L’ascesa dell’oro al di là di un movimento congiunturale, con tre anni alle spalle senza sosta nel guadagnare influenza, sta segnando un cambiamento nel sistema finanziario globale. Secondo il London Gold Exchange, fino alla guerra in Ucraina “l’oro era semplicemente un bene rifugio”, mentre in questi anni sta tornando a posizionarsi come “un elemento chiave nella riconfigurazione del potere finanziario globale”. Una svolta che si concretizza con il “sorpasso all’euro”.
“La resilienza dell’oro ha dimostrato il potenziale per diventare uno dei grandi pilastri di un nuovo ordine economico più multipolare”
Secondo l’istituzione, la chiave è stata nei dubbi sulla leadership mondiale degli Stati Uniti come leader assoluto del sistema a causa dei problemi degli ultimi mesi dell’“eccezionalismo americano”, del debito sempre più insostenibile, ma soprattutto dell’uso di strumenti economici come lo stesso dollaro come arma politica. Di fronte a questi tre elementi, la guerra in Ucraina è stata fondamentale perché, secondo la società, “la resilienza dimostrata dalla Russia, compresa la sua esclusione dal sistema di pagamenti Swift, ha mostrato alle altre nazioni le possibilità offerte dai sistemi finanziari non basati sul dollaro”.

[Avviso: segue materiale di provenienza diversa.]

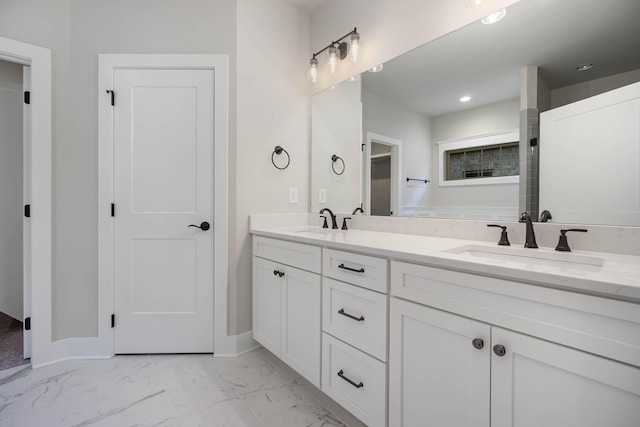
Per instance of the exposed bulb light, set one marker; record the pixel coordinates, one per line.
(472, 3)
(333, 58)
(494, 17)
(337, 50)
(313, 71)
(584, 67)
(355, 43)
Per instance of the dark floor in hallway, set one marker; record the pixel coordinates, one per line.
(10, 342)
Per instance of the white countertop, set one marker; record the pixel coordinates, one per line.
(603, 274)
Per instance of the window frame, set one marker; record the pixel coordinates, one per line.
(476, 141)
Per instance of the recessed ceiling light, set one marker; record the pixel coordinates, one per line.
(584, 67)
(494, 17)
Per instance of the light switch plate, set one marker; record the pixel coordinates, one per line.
(293, 194)
(322, 195)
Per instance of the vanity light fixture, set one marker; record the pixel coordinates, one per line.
(584, 67)
(494, 17)
(337, 50)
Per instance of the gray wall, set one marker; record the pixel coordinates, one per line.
(566, 95)
(11, 189)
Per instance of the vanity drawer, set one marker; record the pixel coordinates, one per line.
(305, 257)
(343, 365)
(362, 270)
(355, 315)
(594, 324)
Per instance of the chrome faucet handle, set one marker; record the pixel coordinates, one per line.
(504, 239)
(563, 244)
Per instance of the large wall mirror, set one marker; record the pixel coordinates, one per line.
(410, 123)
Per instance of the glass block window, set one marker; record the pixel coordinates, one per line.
(483, 161)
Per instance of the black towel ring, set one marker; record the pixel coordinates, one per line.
(278, 150)
(334, 159)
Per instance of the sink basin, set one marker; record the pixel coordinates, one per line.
(314, 231)
(531, 258)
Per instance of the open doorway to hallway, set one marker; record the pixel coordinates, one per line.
(11, 215)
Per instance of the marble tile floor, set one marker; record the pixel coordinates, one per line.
(255, 389)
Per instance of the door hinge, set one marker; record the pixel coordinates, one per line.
(113, 96)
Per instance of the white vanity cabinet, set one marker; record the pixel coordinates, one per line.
(501, 354)
(354, 338)
(286, 303)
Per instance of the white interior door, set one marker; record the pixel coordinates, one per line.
(163, 184)
(26, 222)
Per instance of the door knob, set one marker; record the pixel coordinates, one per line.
(204, 226)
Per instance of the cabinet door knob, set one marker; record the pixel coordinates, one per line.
(478, 343)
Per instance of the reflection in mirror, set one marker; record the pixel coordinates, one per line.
(512, 71)
(336, 131)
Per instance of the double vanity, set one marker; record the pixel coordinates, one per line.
(405, 329)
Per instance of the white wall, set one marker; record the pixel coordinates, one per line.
(497, 117)
(384, 117)
(388, 28)
(273, 109)
(336, 127)
(76, 31)
(11, 200)
(568, 94)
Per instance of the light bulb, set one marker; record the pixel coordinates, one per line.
(313, 71)
(333, 58)
(355, 43)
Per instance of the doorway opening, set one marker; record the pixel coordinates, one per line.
(14, 339)
(382, 156)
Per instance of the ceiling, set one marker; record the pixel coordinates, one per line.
(484, 61)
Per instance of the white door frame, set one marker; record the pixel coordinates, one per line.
(396, 173)
(44, 349)
(223, 344)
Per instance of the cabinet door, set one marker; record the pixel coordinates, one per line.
(301, 322)
(267, 305)
(436, 375)
(538, 383)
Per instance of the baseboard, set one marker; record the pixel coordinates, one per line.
(245, 343)
(93, 348)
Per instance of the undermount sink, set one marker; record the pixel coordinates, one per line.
(527, 258)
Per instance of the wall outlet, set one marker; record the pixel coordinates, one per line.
(293, 194)
(322, 195)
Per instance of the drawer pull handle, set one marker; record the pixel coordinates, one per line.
(360, 270)
(341, 375)
(359, 319)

Nel caso della Russia, l’oro è stato il fattore decisivo, con circa il 21,7% delle riserve totali investite in questo asset nel mese precedente la guerra. Putin, dopo le prime sanzioni per l’annessione dell’Ucraina nel 2014, aveva aumentato la sua esposizione a questo metallo per avere, in caso di sanzioni, un asset con cui proteggere le sue riserve esterne. Questo successo russo nella difesa contro le sanzioni ha portato “l’oro a emergere come pietra angolare di una nuova architettura finanziaria”, secondo il London Gold Exchange. Oltre ad essere un complemento temporaneo contro l’inflazione, ruolo che ha avuto fino ad ora, il suo ruolo può raggiungere nuovi livelli. “La sua resilienza ha dimostrato il potenziale per essere uno dei grandi pilastri di un nuovo ordine economico più multipolare”. La sua ascesa “si posiziona come una delle narrazioni più affascinanti del nostro tempo in un’era di trasformazione dell’architettura finanziaria globale”.
Una domanda sfrenata
Sebbene sembrasse che gli acquisti di oro da parte delle banche centrali e degli investitori si stessero moderando dopo alcuni anni di vera e propria follia, l’ascesa di Donald Trump e i movimenti dell’economia statunitense hanno mantenuto questa tendenza. Caixabank spiega in un recente rapporto che gli enormi aumenti del 27% sono dovuti proprio all’elevata domanda. “Sia gli investitori che le banche centrali hanno intensificato la domanda alla fine del 2024 e, ad oggi, le dinamiche alla base di questo fenomeno permangono”.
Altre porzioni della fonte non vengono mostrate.